Definitely a risky strategy if he ends up making you feel worse and as you have had esteem issues in the past maybe it's not the right thing to do. In my experience most people are very reluctant to admit they were at fault, unless theres something in it for them !! If it looks like taking responsibility will save a relationship or improve it for both of you then people will often take that responsibility. If there's nothing in it for your ex, he maybe won't. I suspect not. sad

Even if he says you were impossible to live with you may get something from it, even if it is just confirmation of what a selfish twat he is. Even if you learn you were difficult to live with (and sometimes we are!) it may give you some closure.

You could also try posting this on relationships as there is more traffic there I think.
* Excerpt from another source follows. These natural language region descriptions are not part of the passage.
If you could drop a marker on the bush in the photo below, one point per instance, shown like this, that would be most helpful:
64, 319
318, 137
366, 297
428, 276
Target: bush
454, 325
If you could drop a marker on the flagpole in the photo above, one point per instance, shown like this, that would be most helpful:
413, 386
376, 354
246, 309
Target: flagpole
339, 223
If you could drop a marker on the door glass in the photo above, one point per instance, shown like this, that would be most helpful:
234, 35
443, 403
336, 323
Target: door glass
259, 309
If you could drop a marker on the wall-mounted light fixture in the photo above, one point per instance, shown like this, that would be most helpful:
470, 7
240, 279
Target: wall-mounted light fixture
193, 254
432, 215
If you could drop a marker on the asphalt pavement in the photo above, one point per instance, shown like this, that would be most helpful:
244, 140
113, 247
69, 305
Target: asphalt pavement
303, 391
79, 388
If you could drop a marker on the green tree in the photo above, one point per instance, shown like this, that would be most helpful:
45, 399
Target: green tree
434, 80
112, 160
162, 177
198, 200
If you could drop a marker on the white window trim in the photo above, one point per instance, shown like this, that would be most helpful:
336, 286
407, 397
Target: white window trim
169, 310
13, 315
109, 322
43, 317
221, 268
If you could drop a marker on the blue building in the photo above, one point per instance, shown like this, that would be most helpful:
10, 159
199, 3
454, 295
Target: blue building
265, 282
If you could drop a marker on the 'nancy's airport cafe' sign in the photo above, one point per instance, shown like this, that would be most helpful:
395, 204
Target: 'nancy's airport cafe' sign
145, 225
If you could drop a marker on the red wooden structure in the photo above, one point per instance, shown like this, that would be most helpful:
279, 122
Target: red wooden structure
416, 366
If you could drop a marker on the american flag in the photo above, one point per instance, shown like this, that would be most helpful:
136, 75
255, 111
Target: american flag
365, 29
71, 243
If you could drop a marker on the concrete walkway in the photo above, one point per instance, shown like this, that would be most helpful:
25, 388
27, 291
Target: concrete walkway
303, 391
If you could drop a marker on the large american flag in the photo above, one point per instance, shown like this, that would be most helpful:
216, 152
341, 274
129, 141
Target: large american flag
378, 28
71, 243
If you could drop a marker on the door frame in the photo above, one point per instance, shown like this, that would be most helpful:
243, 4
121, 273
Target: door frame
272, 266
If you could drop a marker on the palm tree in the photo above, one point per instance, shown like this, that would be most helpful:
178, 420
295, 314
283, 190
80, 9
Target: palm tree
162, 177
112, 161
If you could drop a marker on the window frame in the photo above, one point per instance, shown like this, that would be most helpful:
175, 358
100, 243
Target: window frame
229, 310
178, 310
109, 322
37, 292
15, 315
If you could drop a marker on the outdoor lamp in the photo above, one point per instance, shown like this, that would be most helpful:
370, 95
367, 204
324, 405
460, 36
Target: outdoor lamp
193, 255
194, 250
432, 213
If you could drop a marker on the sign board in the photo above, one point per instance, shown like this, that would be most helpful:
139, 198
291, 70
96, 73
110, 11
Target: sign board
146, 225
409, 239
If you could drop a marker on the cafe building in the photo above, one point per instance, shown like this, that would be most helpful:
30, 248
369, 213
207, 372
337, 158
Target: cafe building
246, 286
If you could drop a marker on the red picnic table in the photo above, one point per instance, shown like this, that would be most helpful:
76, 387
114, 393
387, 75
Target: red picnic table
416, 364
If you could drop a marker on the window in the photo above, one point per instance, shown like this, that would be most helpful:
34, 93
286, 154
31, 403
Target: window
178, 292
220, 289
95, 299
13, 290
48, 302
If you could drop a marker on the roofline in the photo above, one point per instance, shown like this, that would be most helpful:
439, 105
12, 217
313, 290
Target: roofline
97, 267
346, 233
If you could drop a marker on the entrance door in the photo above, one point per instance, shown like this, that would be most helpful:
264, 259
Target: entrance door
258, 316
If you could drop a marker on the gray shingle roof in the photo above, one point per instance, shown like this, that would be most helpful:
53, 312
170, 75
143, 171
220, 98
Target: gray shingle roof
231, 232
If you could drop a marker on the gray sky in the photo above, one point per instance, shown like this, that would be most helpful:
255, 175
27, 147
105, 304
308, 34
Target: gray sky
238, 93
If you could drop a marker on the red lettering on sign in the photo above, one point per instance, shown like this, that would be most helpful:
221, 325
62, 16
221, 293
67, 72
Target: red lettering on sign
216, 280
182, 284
AloneReed Sat 01-Nov-14 10:27:19

You know what it helps just talking about it; somehow just putting it out there helps you with answers - and you've made some valid points.
I doubt very much he will admit to being at fault in any way . . . I wonder if part of me wants to hear "i was mad to have lost you. I've regretted it ever since"?

NoMarymary Sat 01-Nov-14 19:39:30

I am absolutely sure you want to hear that! It's normal to want vindication and a type of approval that comes from hearing it wasn't your fault. My feeling is he would hold this away from you. It sounds as though he is still quite hostile, and maybe he is sat there wanting an apology from you and an admission it was your fault the marriage failed. After all, what's in it for him to admit he was wrong? There's no possibility of a friendship by the sound of it and maybe just for spite he would say everything was down to you and a few other nasty things besides.

Only do this if you are feeling very strong and sure of yourself. Don't let your self esteem get knocked further. If I was in the same situation and felt up to the challenge I would listen to what he said and if it was negative to me, be able to say to myself and him, he was the loser and I did the right thing. Then waltz off happy grin

AloneReed Sun 02-Nov-14 00:15:29

Lol thank you . . I am just watching SCD so waltzing off is quite apt atm!

whyMe2014 Sun 02-Nov-14 23:27:18

I think sometimes in our lives we do reflect back but sometimes we need to look in at our selves and not to someone else for answers. I doubt if he would ever give you the closure you need. The closure needs to come from you. You take charge and decide to move on and upwards.

However, I never take my own advice!